With the continuous development of urbanization, annual solid waste is also increasing. In China, the construction solid waste generated yearly is as high as 2.4 billion tons, but only 10% is properly disposed of [1]. A large amount of solid waste pollutes the environment, occupies land resources, and causes disasters such as landslides [2, 3]. The classification, recycling and reuse of solid waste can effectively save resources and reduce environmental pollution, with waste classification serving as the initial crucial phase. Some conventional sorting methods can achieve preliminary classification, but their discriminative ability is limited, resulting in low levels of classification and value for recyclables. On the other hand, detection-based waste sorting (photoelectric sorting and machine vision sorting) enables high-value recycling, with its detection algorithms being the key technology for precise sorting [4]. Among them, machine vision detection based on deep learning has been widely studied due to its advantages of fast speed, high accuracy, low cost, and strong adaptability [58]. Our previous research has also demonstrated that the instance segmentation algorithm not only categorizes waste, but also accurately segments object contours, enabling precise grasping by the robot [9].
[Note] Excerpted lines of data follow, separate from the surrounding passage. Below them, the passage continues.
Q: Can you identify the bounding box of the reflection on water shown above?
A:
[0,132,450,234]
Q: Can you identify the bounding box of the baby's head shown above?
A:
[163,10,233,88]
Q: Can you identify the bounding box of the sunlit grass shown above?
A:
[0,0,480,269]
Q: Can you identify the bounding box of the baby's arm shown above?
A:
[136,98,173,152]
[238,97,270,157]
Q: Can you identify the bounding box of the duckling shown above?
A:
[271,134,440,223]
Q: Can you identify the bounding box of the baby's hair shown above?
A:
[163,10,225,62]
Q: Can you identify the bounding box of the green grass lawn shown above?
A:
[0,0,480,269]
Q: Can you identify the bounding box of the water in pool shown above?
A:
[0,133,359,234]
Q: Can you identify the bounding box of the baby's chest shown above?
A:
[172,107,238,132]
However, the accuracy and robustness of the deep learning based detection depend on a large dataset that meets the field working conditions. Although neural networks have been widely used in solid waste prediction, obtaining datasets consistent with the field working conditions takes time and effort [10]. In addition, instance segmentation datasets used for waste detection require the annotation of the contours and types of each object in the images. To ensure correctness, the annotation of instance segmentation datasets still relies mainly on time-consuming manual labeling [11]. And the irregular shapes and stacking conditions of solid waste increase the workload and error rate.
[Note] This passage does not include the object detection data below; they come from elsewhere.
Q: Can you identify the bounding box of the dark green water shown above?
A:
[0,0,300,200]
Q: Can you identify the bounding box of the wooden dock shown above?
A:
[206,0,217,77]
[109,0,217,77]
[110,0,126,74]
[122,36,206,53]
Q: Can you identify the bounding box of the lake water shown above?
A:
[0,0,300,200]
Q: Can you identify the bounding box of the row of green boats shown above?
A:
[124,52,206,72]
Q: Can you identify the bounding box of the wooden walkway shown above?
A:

The concept of synthetic dataset has been proven to be a more convenient and efficient method for data annotation [12]. It primarily includes the synthesis of new datasets using existing data and the generation of realistic datasets through the construction of virtual data. Among the various methodologies, copy-paste is a more effective way to augment instance segmentation datasets. Based on the bounding box (bbox) of the RGB-D dataset of small household items, Fully Convolutional Network (FCN) was used to infer the mask information of the instance and randomly paste the obtained instance to the background of the kitchen [13]. Another study [14] focused on contextual information under the same working condition and pasted household items on the position detected as desktops and other platforms. Both pieces of research demonstrated the effectiveness of copy-paste and hybrid training on generated and real datasets. Some studies focus on the importance of contextual information, such as Dvornik et al. and Fang et al. using the context network [15] and contextual correlation heat map algorithm [16], respectively, to calculate the correlation between the instance and the background in order to paste the object in a more appropriate place, which were proven to be effective. But Google Team’s research has proved that modeling without using context information can also achieve better results [17]. It also proved that iterative self-training combined with copy-paste can effectively improve the detection accuracy.

For dataset instance segmentation, recent studies are mainly based on traditional image processing and deep learning. Some of them [1820] proposed to map the 3D modeling of workers and construction equipment onto different 2D backgrounds (authentic images), simulating various working conditions and quickly obtain segmentation information through the relationship between 3D models and the backgrounds. Such methods can create complex and diverse working conditions, but challenging to imitate construction waste with various shapes and appearances. There are also methods based on edge detection, using operators such as Canny [21], Laplacian of Gaussian (LoG) [22] to detect contour edges, but few related studies on instance segmentation were conducted. For deep learning, DeepCut [23] achieved the effect of obtaining instance segmentation results given weakly supervised bounding boxes. The weakly supervised model can also generate pixel point annotations through image-level tags and bounding boxes [24].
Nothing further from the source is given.